La felicidad es un dios despreciable. ¿Se puede descansar
acaso de la muerte de alguien? ¿Nadie nos salvará de
la palabra? Es la senda del pensamiento ser avalancha
de imágenes provocadas por frases concatenadas
extrínsecamente mezcladas en un absurdo tal que nos
parece un orden consecuente. De ahí que los sistemas
se conviertan en verdades a partir de otras verdades,
¡por dios! Es el ridículo ser o no ser de La Voz. ¿Dónde
estoy dejando ahora mi historia?... Debemos destruir
el orden impuesto por el viejo discurso. Organicemos
a los pueblos de tal manera que podamos realizar una
limpia de palabras. ¡Fuera las viejas estructuras!
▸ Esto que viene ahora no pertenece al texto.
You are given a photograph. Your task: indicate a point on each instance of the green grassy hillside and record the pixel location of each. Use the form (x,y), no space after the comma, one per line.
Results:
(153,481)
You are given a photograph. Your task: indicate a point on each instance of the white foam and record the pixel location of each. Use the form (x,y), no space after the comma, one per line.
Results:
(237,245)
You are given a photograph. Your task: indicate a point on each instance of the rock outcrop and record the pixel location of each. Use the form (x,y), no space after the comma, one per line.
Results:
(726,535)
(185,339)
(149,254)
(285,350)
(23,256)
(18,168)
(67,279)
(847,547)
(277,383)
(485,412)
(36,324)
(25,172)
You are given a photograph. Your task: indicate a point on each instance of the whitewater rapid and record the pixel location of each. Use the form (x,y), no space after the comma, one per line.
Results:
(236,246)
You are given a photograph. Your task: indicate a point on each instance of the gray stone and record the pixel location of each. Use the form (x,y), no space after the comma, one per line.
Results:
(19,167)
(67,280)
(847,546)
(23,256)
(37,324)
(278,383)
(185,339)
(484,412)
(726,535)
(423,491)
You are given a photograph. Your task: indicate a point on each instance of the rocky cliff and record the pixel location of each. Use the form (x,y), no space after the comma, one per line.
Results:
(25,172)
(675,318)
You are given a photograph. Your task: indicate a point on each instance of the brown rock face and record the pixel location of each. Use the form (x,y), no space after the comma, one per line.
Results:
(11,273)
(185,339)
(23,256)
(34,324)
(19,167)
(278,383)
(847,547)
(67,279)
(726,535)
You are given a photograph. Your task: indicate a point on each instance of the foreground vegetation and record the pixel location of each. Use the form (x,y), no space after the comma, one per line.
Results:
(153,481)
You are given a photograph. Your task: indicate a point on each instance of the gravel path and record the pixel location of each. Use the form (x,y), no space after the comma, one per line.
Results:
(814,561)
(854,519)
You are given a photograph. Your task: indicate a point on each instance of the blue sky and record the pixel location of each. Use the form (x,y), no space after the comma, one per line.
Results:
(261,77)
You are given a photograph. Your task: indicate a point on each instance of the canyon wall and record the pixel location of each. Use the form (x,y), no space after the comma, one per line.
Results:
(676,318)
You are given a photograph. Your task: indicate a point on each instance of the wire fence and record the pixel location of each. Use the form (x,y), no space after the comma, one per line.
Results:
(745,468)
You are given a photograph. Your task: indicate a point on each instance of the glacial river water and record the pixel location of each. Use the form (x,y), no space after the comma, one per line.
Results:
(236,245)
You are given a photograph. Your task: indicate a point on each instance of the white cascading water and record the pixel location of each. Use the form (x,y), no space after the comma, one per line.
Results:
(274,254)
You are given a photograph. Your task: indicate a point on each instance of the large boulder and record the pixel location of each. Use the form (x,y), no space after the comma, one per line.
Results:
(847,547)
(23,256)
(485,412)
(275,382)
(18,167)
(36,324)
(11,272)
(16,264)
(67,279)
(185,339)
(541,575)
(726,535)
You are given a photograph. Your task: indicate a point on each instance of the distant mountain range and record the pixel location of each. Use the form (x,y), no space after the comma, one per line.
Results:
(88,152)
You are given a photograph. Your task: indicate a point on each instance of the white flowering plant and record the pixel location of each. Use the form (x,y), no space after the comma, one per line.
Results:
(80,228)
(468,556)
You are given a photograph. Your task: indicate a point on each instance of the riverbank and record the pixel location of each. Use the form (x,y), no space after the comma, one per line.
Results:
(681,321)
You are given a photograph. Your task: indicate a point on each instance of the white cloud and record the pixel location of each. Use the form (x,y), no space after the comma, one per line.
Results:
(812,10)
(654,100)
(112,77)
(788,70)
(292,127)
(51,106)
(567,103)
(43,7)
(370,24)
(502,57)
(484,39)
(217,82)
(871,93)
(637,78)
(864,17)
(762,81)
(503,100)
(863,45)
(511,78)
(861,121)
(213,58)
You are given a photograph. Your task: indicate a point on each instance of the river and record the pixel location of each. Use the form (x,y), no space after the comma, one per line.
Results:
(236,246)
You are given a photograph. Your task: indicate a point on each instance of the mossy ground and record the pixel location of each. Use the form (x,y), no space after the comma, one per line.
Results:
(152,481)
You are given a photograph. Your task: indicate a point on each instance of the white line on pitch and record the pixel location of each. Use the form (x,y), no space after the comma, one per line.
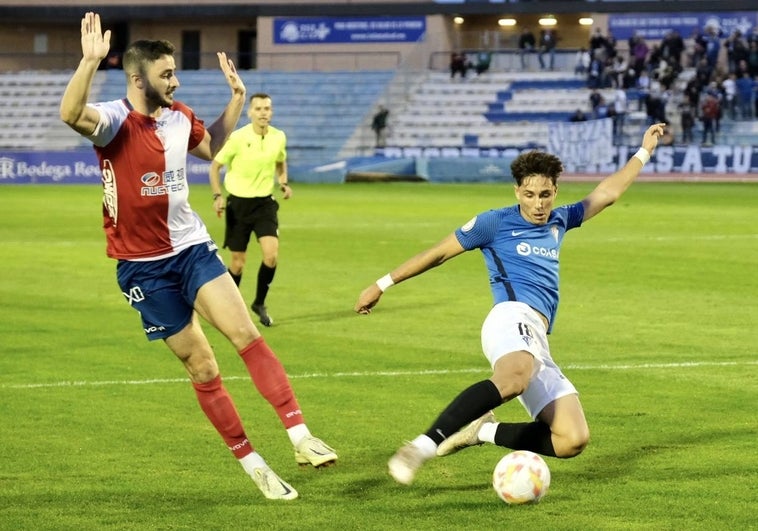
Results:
(371,374)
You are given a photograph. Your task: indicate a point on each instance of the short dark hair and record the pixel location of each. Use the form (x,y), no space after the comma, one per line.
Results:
(536,163)
(140,53)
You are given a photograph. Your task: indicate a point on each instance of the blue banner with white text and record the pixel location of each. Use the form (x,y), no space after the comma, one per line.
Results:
(475,163)
(349,30)
(654,26)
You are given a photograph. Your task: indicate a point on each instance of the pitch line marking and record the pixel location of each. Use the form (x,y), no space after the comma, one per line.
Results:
(363,374)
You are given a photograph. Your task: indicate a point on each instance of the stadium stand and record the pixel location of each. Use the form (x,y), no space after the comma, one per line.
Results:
(327,114)
(319,111)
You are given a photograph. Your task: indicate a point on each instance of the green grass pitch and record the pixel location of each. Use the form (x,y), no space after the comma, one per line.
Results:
(100,429)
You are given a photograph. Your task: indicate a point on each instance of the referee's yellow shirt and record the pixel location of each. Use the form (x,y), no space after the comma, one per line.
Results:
(250,161)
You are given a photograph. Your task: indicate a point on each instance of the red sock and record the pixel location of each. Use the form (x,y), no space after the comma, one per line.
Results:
(272,382)
(218,407)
Ahora
sí, destruyamos la gramática.
¡UNO DOS UNO DOS UNO DOS,
UUUUUUNN! La Voz marchará hasta lograr su metamorfosis
para introducirse en el nuevo rumbo de la humanidad. Por lo
pronto, revisemos el discurso que se repartió Europa y el
mundo. Alguien planeó la guerra para poder canalizarlos.
¡UNO DOS UNO DOS UNO DOS UNO!... La marcha
de La Voz sin sus palabras, convertida en paradoja. Podría
disfrazarse de silogismo con otro enunciado cualquiera.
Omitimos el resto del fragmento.